Marcelo del Pozo / Reuters
REUTERS/Marcelo del Pozo (SPAIN)

原稿用紙が今でも怖い

ところで、やっと原稿用紙の話をします。

私はアメリカで生まれ育ち、中学の途中で日本に戻ってきました。

国語の作文の授業は衝撃でした。アメリカの学校の作文の授業では、「文章を書くことによって解決策を示したいテーマ」「自分が5年後も気にしているような話題」について先生とブレストする時間が多くありました。それからパソコンに向かって書きます。

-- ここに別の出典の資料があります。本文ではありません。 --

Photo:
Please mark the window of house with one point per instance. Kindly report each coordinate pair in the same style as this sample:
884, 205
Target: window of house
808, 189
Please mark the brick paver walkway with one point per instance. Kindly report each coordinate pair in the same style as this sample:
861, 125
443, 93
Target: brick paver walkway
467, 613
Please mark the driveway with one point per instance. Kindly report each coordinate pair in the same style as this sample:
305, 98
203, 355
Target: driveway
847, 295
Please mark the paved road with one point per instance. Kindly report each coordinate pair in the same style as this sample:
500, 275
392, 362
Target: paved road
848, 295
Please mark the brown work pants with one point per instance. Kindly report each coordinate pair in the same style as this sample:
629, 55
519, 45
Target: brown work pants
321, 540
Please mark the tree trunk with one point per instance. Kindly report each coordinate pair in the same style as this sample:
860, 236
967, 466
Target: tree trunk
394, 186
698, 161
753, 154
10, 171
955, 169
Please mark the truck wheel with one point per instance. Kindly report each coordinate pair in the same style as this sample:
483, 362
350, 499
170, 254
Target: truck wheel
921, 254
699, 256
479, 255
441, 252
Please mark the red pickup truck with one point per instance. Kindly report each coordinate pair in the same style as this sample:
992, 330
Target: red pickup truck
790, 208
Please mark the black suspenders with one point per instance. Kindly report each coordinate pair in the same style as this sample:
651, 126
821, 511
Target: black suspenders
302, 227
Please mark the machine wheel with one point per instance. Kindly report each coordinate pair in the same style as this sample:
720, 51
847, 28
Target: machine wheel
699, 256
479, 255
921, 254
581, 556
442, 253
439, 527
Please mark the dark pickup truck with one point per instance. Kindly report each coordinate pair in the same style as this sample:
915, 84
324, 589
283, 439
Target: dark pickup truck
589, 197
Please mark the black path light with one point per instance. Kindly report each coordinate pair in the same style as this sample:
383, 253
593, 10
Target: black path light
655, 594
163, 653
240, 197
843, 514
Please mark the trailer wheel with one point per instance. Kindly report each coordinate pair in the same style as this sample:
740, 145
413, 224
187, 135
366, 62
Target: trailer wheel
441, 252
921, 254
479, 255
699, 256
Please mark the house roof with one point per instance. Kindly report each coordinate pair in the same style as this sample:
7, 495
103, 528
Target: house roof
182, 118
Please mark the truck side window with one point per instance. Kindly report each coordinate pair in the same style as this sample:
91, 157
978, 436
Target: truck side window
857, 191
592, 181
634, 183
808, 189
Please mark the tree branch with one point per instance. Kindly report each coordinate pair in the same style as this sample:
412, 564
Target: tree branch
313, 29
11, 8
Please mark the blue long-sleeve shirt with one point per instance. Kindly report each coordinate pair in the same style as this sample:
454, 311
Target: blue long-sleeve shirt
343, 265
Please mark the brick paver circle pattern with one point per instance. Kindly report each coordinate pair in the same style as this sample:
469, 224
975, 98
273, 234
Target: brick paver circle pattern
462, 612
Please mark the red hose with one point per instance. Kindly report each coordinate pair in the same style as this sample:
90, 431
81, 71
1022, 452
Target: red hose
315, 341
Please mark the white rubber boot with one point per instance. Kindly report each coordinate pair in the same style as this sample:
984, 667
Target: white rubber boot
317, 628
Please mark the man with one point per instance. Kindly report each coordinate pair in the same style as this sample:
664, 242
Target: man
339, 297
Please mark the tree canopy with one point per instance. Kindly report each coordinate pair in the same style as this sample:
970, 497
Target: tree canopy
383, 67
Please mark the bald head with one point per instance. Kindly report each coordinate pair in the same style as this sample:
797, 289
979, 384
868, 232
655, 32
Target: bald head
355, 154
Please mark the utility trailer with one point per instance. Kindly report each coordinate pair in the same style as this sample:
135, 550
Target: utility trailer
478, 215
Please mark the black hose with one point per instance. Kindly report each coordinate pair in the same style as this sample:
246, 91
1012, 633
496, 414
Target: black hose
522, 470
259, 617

対して、日本の教室では、その後の人生で使うことが疑わしい「400字詰め原稿用紙の使い方」に多くの時間が割かれました。

・「名字と名前はひとマス空けて」

・「句読点が行の最後にきたら、文字と同じマス目に」

ぺらっとした紙の上に並んだ、奇妙な小さなハコを地道に埋める作業に、違和感を覚えました。いまでも道路のタイルなど、四角いものが規則的に並んでいると、当時のムズムズした恐怖というか、戸惑いが蘇ってきます。(もちろん単純な日米の作文教育の比較はできず、学校ごとに違うのでしょうが)。

時事通信社
土曜授業促進のため、野球のイチロー選手の作文を題材に授業を行う下村博文文科相=2013年12月14日

ちっちゃい「つ」を忘れないで!!(怒)

九州に住む39歳の女性にインタビューしました。小学校5年生の息子さんは、本を読んだあと、続きのストーリーを妄想してしまうぐらい読書好き。でも作文は嫌い。理由はあの原稿用紙。

「段落や送り仮名のただ1字の間違いのために、ズルズルとすべて書き直していかなきゃいけないのは、とにかく無駄な時間に感じる。『ちっちゃい【つ】を入れるところを忘れないで!』とうるさく言ってしまう自分が嫌です」。

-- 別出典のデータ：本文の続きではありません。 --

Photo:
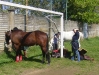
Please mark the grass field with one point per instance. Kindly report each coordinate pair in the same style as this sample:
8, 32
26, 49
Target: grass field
58, 66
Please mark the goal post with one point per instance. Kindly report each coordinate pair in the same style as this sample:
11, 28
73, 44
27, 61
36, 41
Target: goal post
41, 10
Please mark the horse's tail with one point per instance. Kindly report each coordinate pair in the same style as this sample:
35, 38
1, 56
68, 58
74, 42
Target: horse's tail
81, 36
47, 54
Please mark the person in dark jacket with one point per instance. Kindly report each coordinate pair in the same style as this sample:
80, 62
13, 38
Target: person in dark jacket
75, 45
24, 48
56, 39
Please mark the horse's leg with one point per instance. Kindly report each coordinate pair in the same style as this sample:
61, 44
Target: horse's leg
18, 53
46, 52
43, 53
48, 57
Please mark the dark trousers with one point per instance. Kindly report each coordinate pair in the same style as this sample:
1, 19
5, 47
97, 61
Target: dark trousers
55, 46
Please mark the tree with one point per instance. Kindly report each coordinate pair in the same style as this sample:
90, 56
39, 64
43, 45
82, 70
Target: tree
83, 10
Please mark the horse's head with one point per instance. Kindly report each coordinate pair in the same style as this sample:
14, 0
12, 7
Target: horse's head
7, 37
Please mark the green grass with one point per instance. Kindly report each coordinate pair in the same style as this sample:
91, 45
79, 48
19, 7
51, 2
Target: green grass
9, 67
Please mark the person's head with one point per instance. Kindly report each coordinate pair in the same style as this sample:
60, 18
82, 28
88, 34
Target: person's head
15, 28
58, 33
75, 30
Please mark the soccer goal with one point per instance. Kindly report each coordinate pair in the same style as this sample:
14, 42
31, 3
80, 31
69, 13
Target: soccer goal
38, 10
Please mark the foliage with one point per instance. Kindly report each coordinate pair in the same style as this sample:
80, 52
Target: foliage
33, 62
83, 10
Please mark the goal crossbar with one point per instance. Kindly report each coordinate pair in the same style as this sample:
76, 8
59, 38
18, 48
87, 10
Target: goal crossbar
41, 10
29, 7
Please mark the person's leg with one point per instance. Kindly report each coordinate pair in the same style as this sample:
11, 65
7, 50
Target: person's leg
78, 55
73, 57
25, 53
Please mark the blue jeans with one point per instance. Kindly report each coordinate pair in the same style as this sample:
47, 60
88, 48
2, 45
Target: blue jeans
75, 53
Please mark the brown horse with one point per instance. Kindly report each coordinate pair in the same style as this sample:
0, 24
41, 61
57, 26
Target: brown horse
20, 38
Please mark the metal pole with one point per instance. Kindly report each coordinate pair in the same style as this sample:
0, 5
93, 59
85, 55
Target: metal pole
66, 15
26, 15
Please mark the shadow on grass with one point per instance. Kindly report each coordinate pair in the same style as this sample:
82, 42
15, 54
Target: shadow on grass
35, 58
9, 53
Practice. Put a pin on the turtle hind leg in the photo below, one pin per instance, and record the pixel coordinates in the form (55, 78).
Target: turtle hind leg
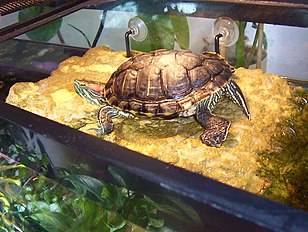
(215, 128)
(234, 93)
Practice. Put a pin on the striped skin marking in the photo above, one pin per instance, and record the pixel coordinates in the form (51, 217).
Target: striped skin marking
(90, 95)
(234, 93)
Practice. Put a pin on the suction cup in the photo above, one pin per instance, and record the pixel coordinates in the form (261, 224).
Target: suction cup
(228, 29)
(139, 29)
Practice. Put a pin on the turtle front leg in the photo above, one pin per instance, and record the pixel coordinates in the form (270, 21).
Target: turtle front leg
(216, 128)
(105, 115)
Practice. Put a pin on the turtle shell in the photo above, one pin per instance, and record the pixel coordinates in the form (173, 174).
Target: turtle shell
(166, 82)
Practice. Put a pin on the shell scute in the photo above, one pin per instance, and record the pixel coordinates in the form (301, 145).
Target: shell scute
(188, 60)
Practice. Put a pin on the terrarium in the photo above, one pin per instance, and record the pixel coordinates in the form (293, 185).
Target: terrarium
(168, 78)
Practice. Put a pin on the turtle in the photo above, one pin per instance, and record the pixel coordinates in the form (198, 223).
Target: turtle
(167, 84)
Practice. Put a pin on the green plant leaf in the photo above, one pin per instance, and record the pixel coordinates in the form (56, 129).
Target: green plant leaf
(45, 32)
(53, 221)
(88, 183)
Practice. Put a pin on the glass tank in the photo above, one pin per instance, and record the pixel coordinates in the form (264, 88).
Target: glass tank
(192, 113)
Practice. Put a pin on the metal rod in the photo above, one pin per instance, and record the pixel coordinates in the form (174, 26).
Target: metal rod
(260, 43)
(19, 28)
(127, 42)
(217, 37)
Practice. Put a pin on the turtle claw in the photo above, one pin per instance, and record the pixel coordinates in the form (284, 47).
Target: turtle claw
(217, 134)
(103, 129)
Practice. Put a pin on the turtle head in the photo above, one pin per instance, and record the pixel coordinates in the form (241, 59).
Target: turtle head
(91, 91)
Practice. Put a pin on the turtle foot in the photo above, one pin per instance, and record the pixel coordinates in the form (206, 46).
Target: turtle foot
(103, 129)
(216, 132)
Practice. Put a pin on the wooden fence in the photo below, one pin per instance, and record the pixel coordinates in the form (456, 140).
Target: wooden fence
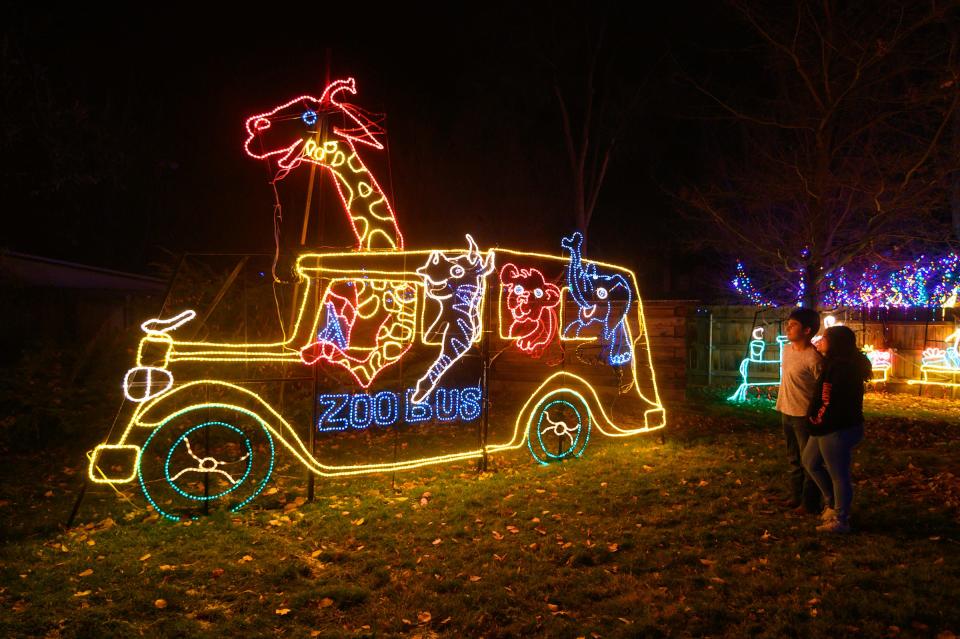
(725, 331)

宿題を見ていると後味が悪くなるそうです。「マス目に関するルールにあわせて、元の文章を変えることもあるんです」とこの女性は話してくれました。

Eriko Sugita / Reuters
REUTERS/Eriko Sugita ES/FA

400字詰め原稿用紙は、文章を書いた人にお金を払うため、「生産量」である文字数をカウントするためのもの。そんな一部のビジネス的理由が、ネット全盛のいまでも続いています。

■マス目からはみ出す

私たちの周りには、たくさんの「フォーマット」があります。原稿用紙だけでなく、社内で使われる「文書」や上司と交渉するときの暗黙のルール、役所に提出する「資料」や変な慣習。日本のいろいろな業界ごとの「してはいけない事」を集めたら、百科事典ができてしまうのではないでしょうか。

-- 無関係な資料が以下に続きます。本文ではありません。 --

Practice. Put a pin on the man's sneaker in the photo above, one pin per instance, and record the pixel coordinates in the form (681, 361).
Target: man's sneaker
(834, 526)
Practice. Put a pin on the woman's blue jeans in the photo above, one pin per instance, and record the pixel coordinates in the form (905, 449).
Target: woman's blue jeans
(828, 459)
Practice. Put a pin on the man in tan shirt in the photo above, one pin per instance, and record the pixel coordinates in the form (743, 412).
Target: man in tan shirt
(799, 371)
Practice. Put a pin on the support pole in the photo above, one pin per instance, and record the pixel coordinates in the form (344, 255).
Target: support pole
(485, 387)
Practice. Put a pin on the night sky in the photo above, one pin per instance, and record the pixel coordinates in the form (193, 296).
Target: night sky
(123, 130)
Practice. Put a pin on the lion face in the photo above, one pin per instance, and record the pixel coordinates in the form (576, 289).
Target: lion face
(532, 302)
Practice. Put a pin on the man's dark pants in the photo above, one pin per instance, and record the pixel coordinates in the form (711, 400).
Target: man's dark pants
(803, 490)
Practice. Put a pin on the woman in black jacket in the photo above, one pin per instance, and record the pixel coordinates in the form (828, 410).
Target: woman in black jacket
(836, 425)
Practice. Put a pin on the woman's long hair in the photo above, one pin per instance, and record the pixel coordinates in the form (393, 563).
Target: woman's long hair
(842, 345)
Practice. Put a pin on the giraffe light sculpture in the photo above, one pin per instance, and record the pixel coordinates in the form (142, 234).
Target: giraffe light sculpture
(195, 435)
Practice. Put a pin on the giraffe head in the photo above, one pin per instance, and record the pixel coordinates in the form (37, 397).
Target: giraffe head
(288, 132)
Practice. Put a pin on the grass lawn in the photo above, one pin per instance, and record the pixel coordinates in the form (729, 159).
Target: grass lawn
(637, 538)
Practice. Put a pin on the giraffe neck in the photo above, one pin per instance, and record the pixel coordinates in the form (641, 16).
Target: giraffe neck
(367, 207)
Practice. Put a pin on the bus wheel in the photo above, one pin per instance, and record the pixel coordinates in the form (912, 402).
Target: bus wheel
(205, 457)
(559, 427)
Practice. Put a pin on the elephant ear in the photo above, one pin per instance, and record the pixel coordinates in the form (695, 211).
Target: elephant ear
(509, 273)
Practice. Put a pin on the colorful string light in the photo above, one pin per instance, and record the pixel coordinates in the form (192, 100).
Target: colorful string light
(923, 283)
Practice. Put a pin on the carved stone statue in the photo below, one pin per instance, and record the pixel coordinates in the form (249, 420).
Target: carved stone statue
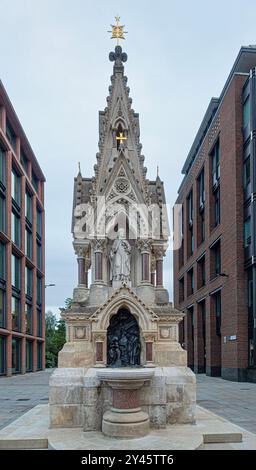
(120, 263)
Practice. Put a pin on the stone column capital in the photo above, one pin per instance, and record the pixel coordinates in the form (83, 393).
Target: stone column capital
(144, 246)
(99, 244)
(159, 251)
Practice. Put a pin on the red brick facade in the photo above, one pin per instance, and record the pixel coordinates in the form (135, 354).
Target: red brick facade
(22, 263)
(213, 347)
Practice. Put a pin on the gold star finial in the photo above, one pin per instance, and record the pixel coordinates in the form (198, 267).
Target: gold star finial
(117, 30)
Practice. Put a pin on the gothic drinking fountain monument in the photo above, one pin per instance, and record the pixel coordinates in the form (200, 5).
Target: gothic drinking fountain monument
(122, 370)
(122, 373)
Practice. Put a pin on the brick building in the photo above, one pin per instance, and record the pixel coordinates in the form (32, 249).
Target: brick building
(21, 248)
(214, 268)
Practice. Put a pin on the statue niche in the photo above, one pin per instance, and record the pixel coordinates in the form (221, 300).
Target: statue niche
(123, 340)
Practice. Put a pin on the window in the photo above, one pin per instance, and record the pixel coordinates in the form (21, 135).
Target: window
(247, 174)
(181, 290)
(35, 181)
(10, 134)
(16, 326)
(201, 272)
(190, 224)
(29, 207)
(190, 208)
(201, 189)
(217, 306)
(217, 207)
(215, 260)
(39, 322)
(215, 156)
(2, 213)
(2, 166)
(23, 160)
(190, 281)
(39, 290)
(39, 355)
(2, 355)
(2, 308)
(29, 356)
(246, 112)
(15, 187)
(15, 272)
(201, 208)
(15, 227)
(38, 255)
(16, 355)
(28, 281)
(28, 244)
(2, 286)
(29, 318)
(2, 261)
(247, 232)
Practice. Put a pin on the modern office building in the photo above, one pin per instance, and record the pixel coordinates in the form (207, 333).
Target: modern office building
(215, 266)
(21, 248)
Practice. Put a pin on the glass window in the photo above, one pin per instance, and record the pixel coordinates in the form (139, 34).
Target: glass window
(2, 261)
(246, 112)
(190, 208)
(29, 207)
(15, 187)
(247, 232)
(201, 189)
(2, 355)
(190, 282)
(23, 160)
(39, 290)
(15, 227)
(217, 301)
(2, 213)
(15, 314)
(247, 172)
(39, 322)
(38, 255)
(16, 355)
(29, 356)
(217, 207)
(15, 272)
(39, 355)
(29, 244)
(215, 155)
(10, 134)
(35, 181)
(29, 318)
(39, 222)
(2, 308)
(2, 165)
(28, 281)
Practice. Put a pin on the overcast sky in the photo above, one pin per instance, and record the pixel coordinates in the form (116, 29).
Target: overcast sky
(54, 65)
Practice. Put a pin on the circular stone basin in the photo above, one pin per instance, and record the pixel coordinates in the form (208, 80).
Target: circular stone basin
(127, 375)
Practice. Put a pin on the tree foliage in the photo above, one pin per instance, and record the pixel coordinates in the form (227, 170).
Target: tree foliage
(55, 336)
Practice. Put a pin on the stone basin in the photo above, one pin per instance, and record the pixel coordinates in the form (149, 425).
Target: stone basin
(125, 418)
(125, 375)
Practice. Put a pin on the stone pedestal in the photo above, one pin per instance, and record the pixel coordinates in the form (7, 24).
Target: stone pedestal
(125, 418)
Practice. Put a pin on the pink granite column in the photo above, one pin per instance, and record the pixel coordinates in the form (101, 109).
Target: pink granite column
(98, 266)
(81, 271)
(145, 267)
(159, 273)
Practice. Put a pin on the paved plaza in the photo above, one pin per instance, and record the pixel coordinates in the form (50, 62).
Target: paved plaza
(234, 401)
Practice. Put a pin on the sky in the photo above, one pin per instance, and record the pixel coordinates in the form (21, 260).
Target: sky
(54, 65)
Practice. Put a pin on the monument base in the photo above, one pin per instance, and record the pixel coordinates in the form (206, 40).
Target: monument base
(79, 398)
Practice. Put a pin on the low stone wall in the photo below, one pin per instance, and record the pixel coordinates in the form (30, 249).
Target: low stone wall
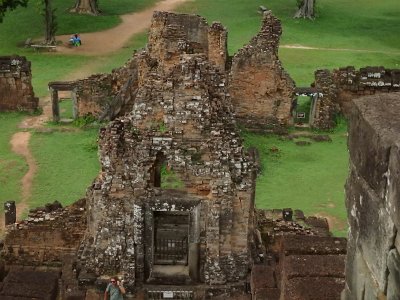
(106, 96)
(341, 86)
(46, 236)
(372, 199)
(16, 92)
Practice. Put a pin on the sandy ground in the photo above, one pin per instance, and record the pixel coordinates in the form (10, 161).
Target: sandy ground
(108, 41)
(97, 43)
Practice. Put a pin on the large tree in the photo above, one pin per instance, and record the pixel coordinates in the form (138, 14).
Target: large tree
(10, 5)
(50, 23)
(89, 7)
(306, 9)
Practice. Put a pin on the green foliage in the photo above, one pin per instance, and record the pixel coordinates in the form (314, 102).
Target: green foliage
(10, 5)
(355, 25)
(12, 166)
(67, 164)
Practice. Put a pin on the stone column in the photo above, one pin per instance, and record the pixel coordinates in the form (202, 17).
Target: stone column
(10, 213)
(54, 105)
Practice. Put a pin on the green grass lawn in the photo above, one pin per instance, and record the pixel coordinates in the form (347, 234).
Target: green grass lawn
(310, 178)
(367, 25)
(67, 164)
(12, 166)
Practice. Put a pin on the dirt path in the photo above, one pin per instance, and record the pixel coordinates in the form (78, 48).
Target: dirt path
(111, 40)
(97, 43)
(297, 46)
(20, 145)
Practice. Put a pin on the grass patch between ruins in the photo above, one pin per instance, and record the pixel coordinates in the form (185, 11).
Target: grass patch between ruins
(12, 166)
(67, 164)
(310, 178)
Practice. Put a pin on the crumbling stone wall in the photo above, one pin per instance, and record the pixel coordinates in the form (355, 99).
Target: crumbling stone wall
(340, 86)
(352, 83)
(16, 92)
(106, 96)
(326, 106)
(182, 115)
(46, 236)
(298, 258)
(261, 91)
(372, 198)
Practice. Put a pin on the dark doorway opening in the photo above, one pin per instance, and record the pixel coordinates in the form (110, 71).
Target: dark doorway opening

今回のハフポスト日本版のリニューアルで、私たちはニュースのジャンルというフォーマットを変えます。

「原稿用紙」のように決まり切ったマス目に埋まらないようような記事や動画やイベントなどのコンテンツをつくりたい。ネットメディアなら「マス目」にとらわれない発信ができるはず。新サイト立ち上げ前のここ数日は、憎き原稿用紙を文房具屋で買って眺めては、「こうならないぞ!」と自分に言い聞かせていました。

Ryan Takeshita

生理と働きかたなど女性のカラダについて考える「Ladies Be Open」、ひとりで学んだり仕事をしたりすることをポジティブにとらえる「だからひとりが好き」、世界の不思議な話題を取り上げる「知られざる世界」など、ハフポストは、みんなで会話をしながら(本当に、たくさん話し合うチームです)何とか新しいテーマを打ち出してきました。

ふと見渡すと、私たちの周りにはたくさんの「マス目」であふれています。それを埋めない。ことばと心を、自由に解き放ってみたい。